The average job-based insurance policy today would cost a family of three with an income three times the poverty level about 23 percent of its income – leaving that family short of funds for housing, child care and other expenses, according to the center.

Other factors would affect the overall cost of coverage, including out-of-pocket charges.  Both House and Senate bills would set limits for out of pocket expenses. Under the House proposal, for example, individuals at or below 133 percent of the poverty level, or $14,404, would pay no more than $250 a year and families would pay no more than $500 a year for coverage. The limits on out-of-pocket costs would phase out for people at four times the poverty level.

The Senate health committee bill would set caps on out-of-pocket spending for people at 150 percent of poverty, or $16,245 for an individual and $27,465 for a family of three. The caps would be $1,190 a year for individuals and $2,380 for families in the first year.

How insurance companies are permitted to set premiums on age also affects the affordability of coverage. 

Under the Senate health committee and the House proposals, premiums for older people-generally those 55  to 64-could be charged no more than twice the premiums charged younger applicants. But the Finance Committee has been considering making older people’s premiums as much as five times greater.

Insurance requirements.  Many  experts say individuals should be required to obtain insurance and employers should be required to offer it, under the threat of penalties.   But the Blue Dog Coalition, representing scores of conservative House Democrats from largely rural areas of the South and Midwest, warned House leadership in a letter last week that that an employer requirement “further exacerbates the challenges faced by small businesses.”

How Congress defines the penalties on employers that don’t comply could drastically affect not only their willingness to insure workers but who they hire, experts say. For people who don’t obtain coverage, the penalty issue is also complicated. 

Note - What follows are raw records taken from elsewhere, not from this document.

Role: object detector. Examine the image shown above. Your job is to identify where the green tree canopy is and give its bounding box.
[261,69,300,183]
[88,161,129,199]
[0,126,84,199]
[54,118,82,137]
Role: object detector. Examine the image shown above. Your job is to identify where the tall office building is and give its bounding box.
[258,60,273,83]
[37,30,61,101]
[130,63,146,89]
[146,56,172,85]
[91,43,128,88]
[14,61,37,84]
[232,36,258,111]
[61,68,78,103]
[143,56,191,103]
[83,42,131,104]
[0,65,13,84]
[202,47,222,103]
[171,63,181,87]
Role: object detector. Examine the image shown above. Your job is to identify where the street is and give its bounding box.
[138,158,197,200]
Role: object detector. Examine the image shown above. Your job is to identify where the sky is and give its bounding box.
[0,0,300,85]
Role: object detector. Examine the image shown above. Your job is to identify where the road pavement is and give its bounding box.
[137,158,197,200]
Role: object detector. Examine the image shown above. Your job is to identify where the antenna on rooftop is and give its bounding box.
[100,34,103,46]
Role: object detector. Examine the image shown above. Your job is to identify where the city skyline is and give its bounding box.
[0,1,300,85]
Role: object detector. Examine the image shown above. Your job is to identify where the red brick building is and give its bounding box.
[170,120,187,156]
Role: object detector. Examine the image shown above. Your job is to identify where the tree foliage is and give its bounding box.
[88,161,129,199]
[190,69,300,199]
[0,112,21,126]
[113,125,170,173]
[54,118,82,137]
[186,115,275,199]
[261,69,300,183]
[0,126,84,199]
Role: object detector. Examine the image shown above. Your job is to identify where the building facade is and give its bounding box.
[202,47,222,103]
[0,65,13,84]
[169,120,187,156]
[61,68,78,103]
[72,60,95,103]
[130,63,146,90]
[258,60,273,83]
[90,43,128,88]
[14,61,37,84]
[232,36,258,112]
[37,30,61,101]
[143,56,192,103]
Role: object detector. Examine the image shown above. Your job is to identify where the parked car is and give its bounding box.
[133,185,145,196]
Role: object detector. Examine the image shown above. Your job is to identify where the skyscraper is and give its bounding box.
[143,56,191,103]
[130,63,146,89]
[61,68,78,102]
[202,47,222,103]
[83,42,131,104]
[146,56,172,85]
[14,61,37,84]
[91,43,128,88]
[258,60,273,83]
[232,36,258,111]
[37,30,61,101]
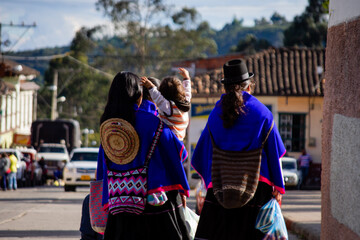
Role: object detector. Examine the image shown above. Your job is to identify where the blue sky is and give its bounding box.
[0,0,308,52]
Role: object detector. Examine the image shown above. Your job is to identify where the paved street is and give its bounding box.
[0,187,310,240]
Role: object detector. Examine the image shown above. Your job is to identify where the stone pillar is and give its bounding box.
[321,0,360,240]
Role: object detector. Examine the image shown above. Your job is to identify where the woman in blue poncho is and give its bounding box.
[192,59,285,240]
[96,72,189,240]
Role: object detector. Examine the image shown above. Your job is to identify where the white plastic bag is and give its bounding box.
[181,207,199,240]
[255,198,288,240]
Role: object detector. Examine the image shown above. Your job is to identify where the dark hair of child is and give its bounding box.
[159,76,190,112]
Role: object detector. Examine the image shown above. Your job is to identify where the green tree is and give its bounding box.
[284,0,328,47]
[96,0,217,78]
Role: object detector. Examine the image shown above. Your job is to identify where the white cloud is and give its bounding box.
[0,0,307,50]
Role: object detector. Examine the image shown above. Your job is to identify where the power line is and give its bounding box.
[0,22,36,54]
[2,53,68,61]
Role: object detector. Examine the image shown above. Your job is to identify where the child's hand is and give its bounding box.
[141,77,155,89]
[179,68,190,80]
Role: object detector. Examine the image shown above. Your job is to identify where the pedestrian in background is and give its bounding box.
[9,154,18,190]
[96,72,190,240]
[192,59,285,240]
[298,149,312,186]
[0,153,10,191]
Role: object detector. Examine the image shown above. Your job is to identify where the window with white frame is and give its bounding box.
[279,113,306,152]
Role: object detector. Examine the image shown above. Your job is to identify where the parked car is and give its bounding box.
[63,148,99,192]
[19,148,43,186]
[281,157,302,189]
[37,143,70,179]
[0,148,26,187]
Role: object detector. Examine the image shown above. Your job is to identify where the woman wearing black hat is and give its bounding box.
[96,72,189,240]
[192,59,285,240]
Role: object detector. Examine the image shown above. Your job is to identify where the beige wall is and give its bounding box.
[321,0,360,240]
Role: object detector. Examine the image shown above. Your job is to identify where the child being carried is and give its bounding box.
[141,68,191,141]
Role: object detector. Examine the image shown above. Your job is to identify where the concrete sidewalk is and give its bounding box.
[281,190,321,240]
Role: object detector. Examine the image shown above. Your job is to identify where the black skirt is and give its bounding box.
[195,182,272,240]
[104,191,190,240]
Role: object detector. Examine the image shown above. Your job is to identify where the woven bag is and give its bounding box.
[208,122,274,209]
[107,120,164,215]
[89,180,108,233]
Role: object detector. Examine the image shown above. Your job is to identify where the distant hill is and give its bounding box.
[7,46,70,85]
[8,21,288,78]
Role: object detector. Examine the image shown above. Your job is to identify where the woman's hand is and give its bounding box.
[180,194,186,208]
[272,189,282,203]
[141,77,155,89]
[179,68,190,80]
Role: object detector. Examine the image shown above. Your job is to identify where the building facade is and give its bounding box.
[0,60,39,148]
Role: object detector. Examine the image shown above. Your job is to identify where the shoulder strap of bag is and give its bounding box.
[261,120,274,147]
[144,120,164,167]
[207,124,217,148]
[207,120,274,148]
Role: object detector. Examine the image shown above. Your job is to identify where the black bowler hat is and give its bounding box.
[221,59,254,84]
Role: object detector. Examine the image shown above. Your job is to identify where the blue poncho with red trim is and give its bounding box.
[191,92,286,194]
[96,100,190,207]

While subsidies would make it possible for many low-income people to buy insurance, there would be others who make a little too much to qualify for financial help yet still feel they can’t afford insurance. Experts say that letting the latter off the hook would undermine the goals of the new system: universal coverage, and ensuring that healthy as well as sick people contribute to the cost.

Cost is the critical word. Even House leaders who believe they have the votes to pass ambitious legislation could face a gut-check when it comes to reaching a deal later this year with a more cautious Senate.

“There are a lot of tough choices ahead,” said Linda Blumberg, an economist and health policy expert at the Urban Institute. “Truthfully, we know a lot about how to do health care reform and do it well, and what levels of coverage are affordable. But the key is how willing are we to raise the money to do the things we recognize we need to do. That’s very much a political-will issue.”

KHN reporter Jessica Marcy contributed to this article.